Geekbench contains no synthetic benchmarks, it's a collection of real world compute intensive tasks. Lots of its tests are packaged up open source programs, such as compression/decompression and a C compiler.
https://www.geekbench.com/doc/geekbench5-cpu-workloads.pdf
Right off the bat, I can see they are compiling the benchmark software using the native Xcode compiler for MacOS and iOS, developed by Apple, while for the other platforms they use the Clang compiler... which was also originally developed by Apple, even if it has been maintained by the open source community for a while. Still, Mac hardware could potentially be getting an edge in the results out of that, considering Apple's close ties to the compilers used. It's not like they are using the Intel compiler for Intel systems in the same way. And the majority of software for Windows has not been compiled with Clang, so it's not necessarily going to be representative of compiler optimizations found in most software. That's not necessarily a fault of the benchmark software, as they are probably trying to keep the compiler as similar as possible across devices, but it could potentially be beneficial to Apple.

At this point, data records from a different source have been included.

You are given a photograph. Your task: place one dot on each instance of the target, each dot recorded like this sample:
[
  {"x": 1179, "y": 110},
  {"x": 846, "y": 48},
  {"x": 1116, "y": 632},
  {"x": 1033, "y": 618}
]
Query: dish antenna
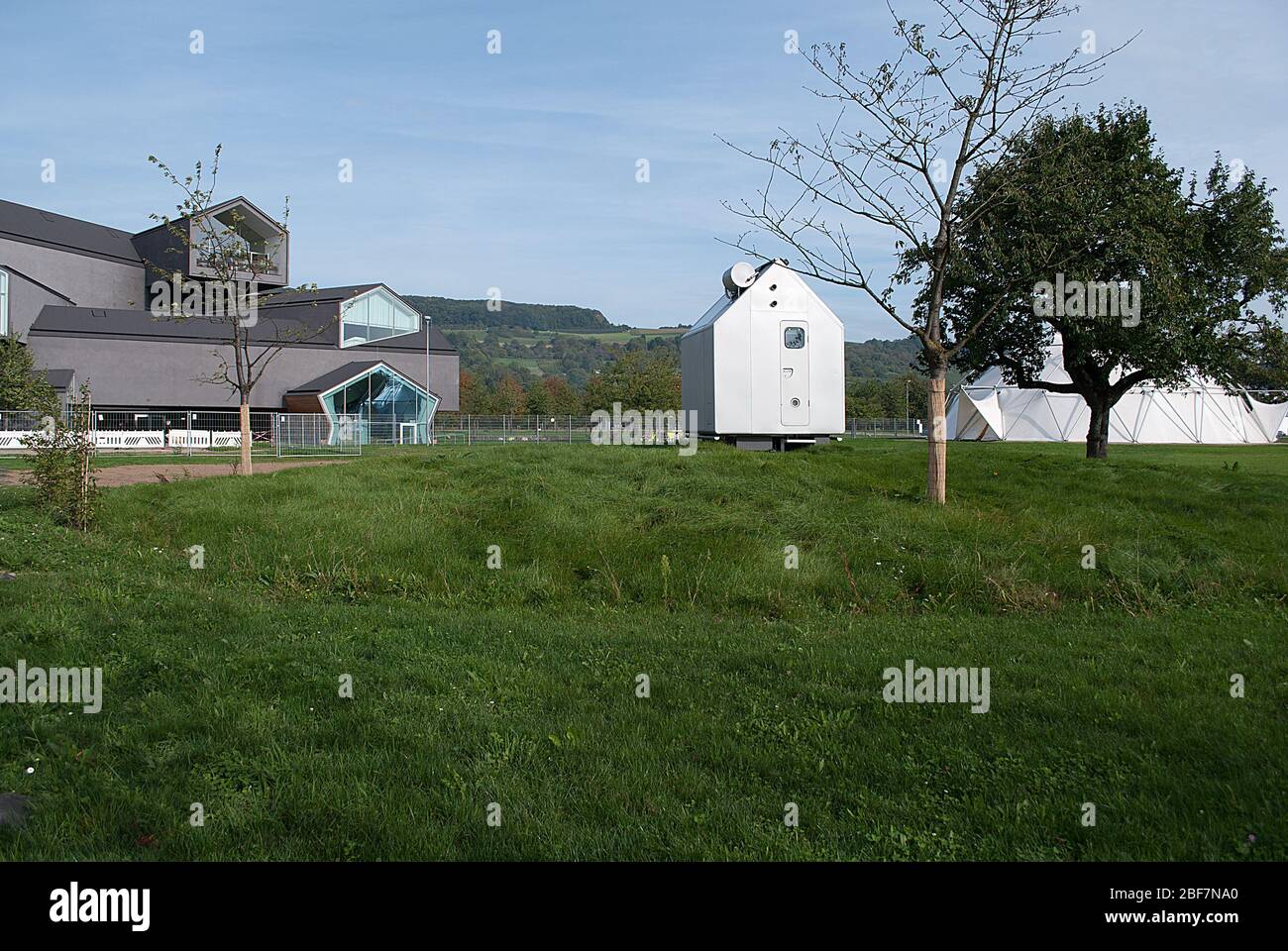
[{"x": 738, "y": 278}]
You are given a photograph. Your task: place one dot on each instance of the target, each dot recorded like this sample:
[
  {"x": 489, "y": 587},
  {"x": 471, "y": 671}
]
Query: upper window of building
[
  {"x": 375, "y": 316},
  {"x": 4, "y": 303}
]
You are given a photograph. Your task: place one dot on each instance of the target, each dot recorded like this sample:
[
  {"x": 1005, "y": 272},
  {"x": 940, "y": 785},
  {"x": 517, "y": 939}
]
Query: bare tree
[
  {"x": 235, "y": 303},
  {"x": 900, "y": 157}
]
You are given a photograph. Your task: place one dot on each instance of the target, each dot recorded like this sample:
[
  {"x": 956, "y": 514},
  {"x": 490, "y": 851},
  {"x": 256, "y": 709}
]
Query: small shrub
[{"x": 62, "y": 468}]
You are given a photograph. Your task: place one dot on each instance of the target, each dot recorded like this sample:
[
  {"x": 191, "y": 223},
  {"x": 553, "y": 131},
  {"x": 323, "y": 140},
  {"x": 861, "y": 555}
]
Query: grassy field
[{"x": 518, "y": 686}]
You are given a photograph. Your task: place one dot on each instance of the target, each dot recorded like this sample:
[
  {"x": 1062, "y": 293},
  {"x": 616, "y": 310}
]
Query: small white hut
[{"x": 764, "y": 368}]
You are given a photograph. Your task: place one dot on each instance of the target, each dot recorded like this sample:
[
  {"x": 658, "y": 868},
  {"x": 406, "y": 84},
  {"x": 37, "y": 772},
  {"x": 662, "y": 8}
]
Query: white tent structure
[
  {"x": 1202, "y": 411},
  {"x": 764, "y": 368}
]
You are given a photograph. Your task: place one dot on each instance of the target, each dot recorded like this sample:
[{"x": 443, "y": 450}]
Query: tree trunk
[
  {"x": 1098, "y": 432},
  {"x": 244, "y": 470},
  {"x": 936, "y": 440}
]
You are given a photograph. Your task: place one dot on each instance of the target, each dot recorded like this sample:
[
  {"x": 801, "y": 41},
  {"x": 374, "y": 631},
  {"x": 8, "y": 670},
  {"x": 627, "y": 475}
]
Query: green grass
[{"x": 516, "y": 686}]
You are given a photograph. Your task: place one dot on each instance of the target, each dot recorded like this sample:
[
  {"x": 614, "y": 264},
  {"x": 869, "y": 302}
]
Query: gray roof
[
  {"x": 31, "y": 224},
  {"x": 94, "y": 322},
  {"x": 14, "y": 272},
  {"x": 342, "y": 373},
  {"x": 300, "y": 324},
  {"x": 60, "y": 379}
]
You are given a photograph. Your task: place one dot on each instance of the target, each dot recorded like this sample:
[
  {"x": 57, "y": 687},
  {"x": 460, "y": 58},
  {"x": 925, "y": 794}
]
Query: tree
[
  {"x": 1158, "y": 282},
  {"x": 22, "y": 385},
  {"x": 539, "y": 398},
  {"x": 237, "y": 273},
  {"x": 923, "y": 120},
  {"x": 510, "y": 398},
  {"x": 472, "y": 393},
  {"x": 638, "y": 380},
  {"x": 563, "y": 398},
  {"x": 1263, "y": 364}
]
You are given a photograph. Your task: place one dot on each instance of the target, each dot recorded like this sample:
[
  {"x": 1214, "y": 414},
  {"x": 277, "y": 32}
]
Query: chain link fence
[
  {"x": 905, "y": 427},
  {"x": 191, "y": 433},
  {"x": 218, "y": 432}
]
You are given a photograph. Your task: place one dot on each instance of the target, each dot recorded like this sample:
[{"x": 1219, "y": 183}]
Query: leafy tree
[
  {"x": 510, "y": 397},
  {"x": 907, "y": 136},
  {"x": 1263, "y": 363},
  {"x": 1155, "y": 282},
  {"x": 539, "y": 398},
  {"x": 22, "y": 385},
  {"x": 638, "y": 380},
  {"x": 227, "y": 257}
]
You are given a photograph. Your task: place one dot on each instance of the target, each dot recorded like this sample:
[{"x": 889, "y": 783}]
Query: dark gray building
[{"x": 82, "y": 298}]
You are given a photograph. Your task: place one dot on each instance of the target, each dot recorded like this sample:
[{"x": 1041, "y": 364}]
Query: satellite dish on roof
[{"x": 738, "y": 278}]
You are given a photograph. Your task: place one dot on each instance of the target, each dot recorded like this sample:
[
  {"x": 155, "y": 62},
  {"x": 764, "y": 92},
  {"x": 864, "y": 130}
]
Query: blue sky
[{"x": 519, "y": 170}]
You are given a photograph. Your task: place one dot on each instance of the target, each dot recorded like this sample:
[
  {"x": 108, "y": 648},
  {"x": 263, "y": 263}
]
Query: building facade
[{"x": 82, "y": 296}]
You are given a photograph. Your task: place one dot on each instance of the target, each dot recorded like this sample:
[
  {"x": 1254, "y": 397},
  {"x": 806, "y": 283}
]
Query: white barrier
[
  {"x": 189, "y": 438},
  {"x": 125, "y": 438}
]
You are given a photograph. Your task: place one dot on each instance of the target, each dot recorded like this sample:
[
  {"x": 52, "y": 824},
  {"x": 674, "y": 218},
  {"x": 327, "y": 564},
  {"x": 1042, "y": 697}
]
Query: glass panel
[
  {"x": 384, "y": 401},
  {"x": 406, "y": 320},
  {"x": 356, "y": 311},
  {"x": 381, "y": 312}
]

Then I see they arbitrarily weight the categories of tests, with the cryptography test amounting to 5% of the total score, integer tests amounting to 65% and floating point tests 30%. How they decided on those arbitrary weighting values is anyone's guess, and it sounds like all tests within those categories are given the same weight. Needless to say, any benchmark that tries to represent overall CPU performance by a single score in a one-size-fits-all approach is not going to represent the different ways people use computers. Who cares if a given processor is faster at certain tasks that push it into the lead over another, if those are not the tasks you will be using it for?
And I would describe these tests as "semi-synthetic". They do utilize some open-source routines to perform real-world tasks, but not necessarily in ways that will be entirely representative of how actual software will handle the same routines. For that, one would need to run tests on actual, complete software, rather than simply running a quick test that spits out a single number derived from an arbitrary collection of tests.
And of course, any prior x86 software for Macs not optimized for the M1 processors will be getting emulated, which can in many cases result in significant slowdowns, but would not be something represented by these benchmarks.
The benchmark itself might potentially be okay for making rough comparisons of similar hardware architectures with similar operating systems, but when you are changing up everything, there are far too many variables to derive meaningful results. The new Apple chips seem fine for what they are, but one shouldn't put too much weight on these numbers.